The invention discloses a mixed granularity-based joint sparse method for neural networks. The joint sparse method includes independent vector-level fine-grained sparseness and block-level coarse-grained sparseness. The bitwise logical AND operation is performed on the branch mask to obtain the final pruning mask, and then obtain the weight matrix of the sparse neural network. The joint sparsity of the present invention always achieves an inference speed between block-sparse and balanced-sparse modes, regardless of the vector row size for vector-level fine-grained sparsification and the vector block size for block-level coarse-grained sparsification.
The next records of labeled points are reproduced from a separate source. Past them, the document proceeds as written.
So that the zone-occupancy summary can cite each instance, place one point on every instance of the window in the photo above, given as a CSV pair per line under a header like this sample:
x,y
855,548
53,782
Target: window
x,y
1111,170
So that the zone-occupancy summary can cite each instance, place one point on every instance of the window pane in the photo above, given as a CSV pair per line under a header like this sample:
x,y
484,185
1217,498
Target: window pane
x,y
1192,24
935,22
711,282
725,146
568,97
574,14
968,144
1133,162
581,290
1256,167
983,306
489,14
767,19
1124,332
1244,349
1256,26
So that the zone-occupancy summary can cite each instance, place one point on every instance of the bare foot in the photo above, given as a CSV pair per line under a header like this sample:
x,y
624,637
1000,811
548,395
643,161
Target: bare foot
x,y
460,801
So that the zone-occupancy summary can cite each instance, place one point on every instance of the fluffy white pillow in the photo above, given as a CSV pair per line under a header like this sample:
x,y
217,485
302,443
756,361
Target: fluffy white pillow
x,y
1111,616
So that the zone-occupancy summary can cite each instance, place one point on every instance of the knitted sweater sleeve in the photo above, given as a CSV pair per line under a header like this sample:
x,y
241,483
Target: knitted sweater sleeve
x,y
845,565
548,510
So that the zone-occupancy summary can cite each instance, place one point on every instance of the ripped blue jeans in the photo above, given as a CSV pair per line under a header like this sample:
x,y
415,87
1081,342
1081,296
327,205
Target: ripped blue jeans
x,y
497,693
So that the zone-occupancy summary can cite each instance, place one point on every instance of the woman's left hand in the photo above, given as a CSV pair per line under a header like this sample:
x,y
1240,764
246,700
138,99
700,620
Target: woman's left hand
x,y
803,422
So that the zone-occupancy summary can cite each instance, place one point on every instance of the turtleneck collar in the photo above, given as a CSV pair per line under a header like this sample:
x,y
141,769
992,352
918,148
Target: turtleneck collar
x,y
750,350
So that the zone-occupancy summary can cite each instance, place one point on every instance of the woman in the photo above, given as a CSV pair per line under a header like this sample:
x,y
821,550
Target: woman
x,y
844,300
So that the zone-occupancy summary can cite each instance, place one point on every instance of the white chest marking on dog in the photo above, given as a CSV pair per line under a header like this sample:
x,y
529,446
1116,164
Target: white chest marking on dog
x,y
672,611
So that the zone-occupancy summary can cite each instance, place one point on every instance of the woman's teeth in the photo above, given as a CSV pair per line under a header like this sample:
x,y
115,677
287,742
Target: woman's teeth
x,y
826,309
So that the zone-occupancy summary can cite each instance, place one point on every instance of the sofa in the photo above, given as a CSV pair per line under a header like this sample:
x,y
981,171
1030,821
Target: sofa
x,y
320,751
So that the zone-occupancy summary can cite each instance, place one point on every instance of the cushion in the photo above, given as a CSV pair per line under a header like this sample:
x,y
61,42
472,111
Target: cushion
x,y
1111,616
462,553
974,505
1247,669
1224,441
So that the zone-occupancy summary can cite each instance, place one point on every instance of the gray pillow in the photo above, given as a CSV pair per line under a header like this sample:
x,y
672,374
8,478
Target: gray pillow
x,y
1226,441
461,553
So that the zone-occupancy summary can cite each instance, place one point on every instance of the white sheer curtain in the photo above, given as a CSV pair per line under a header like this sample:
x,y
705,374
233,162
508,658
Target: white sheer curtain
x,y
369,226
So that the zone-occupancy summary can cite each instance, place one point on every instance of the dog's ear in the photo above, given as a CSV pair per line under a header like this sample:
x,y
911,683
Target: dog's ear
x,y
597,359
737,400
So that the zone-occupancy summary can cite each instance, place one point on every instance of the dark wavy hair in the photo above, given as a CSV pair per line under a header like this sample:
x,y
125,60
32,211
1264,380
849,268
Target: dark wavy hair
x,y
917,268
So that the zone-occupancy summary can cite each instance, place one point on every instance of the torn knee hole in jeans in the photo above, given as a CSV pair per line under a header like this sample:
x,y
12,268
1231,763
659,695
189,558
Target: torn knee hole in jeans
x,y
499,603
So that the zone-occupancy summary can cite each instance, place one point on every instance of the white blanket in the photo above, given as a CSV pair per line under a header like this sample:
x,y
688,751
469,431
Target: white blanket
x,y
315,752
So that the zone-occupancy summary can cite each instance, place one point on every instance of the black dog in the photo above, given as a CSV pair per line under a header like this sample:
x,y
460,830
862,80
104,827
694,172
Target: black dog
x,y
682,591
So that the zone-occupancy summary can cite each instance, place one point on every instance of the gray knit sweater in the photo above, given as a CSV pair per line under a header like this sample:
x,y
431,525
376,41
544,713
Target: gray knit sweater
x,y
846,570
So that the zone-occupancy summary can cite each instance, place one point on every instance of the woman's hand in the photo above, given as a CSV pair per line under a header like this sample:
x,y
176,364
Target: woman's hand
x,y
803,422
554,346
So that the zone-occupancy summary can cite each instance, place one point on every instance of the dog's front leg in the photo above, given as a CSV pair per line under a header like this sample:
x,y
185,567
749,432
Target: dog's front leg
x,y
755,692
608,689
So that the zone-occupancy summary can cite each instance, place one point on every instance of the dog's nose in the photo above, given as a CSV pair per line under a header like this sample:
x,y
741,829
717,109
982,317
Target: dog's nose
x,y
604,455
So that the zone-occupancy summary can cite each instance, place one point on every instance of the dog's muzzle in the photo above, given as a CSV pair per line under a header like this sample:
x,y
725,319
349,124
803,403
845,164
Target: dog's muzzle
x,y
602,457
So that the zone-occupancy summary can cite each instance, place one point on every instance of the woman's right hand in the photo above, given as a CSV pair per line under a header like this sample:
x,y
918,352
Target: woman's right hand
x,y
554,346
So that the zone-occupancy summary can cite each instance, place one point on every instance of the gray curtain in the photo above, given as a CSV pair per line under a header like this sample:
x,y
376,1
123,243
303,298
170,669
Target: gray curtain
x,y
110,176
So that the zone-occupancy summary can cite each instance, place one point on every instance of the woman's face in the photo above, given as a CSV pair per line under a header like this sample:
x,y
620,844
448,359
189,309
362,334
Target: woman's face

It is used for the pruning of the convolutional layer and the fully connected layer of the neural network. It has the advantages of variable sparse granularity, general hardware inference acceleration, and high model inference accuracy.

Description

technical field [0001] The invention relates to engineering technical fields such as structured sparseness, lightweight network structure, and convolutional neural network, and in particular to a combined granularity-based joint sparse method for neural networks. Background technique [0002] In recent years, deep learning, especially convolutional neural network (CNN), has achieved great success with high accuracy in the fields of computer vision, speech recognition and language processing. Due to the growth of data volume, the scale of deep neural network becomes larger and larger to have general feature extraction ability. On the other hand, with the overparameterization of deep neural networks, large models usually require a lot of computing and storage resources during training and inference. Facing these challenges, there has been increasing focus on techniques to compress and accelerate neural networks with minimal computational cost, such as tensor decomposition, da...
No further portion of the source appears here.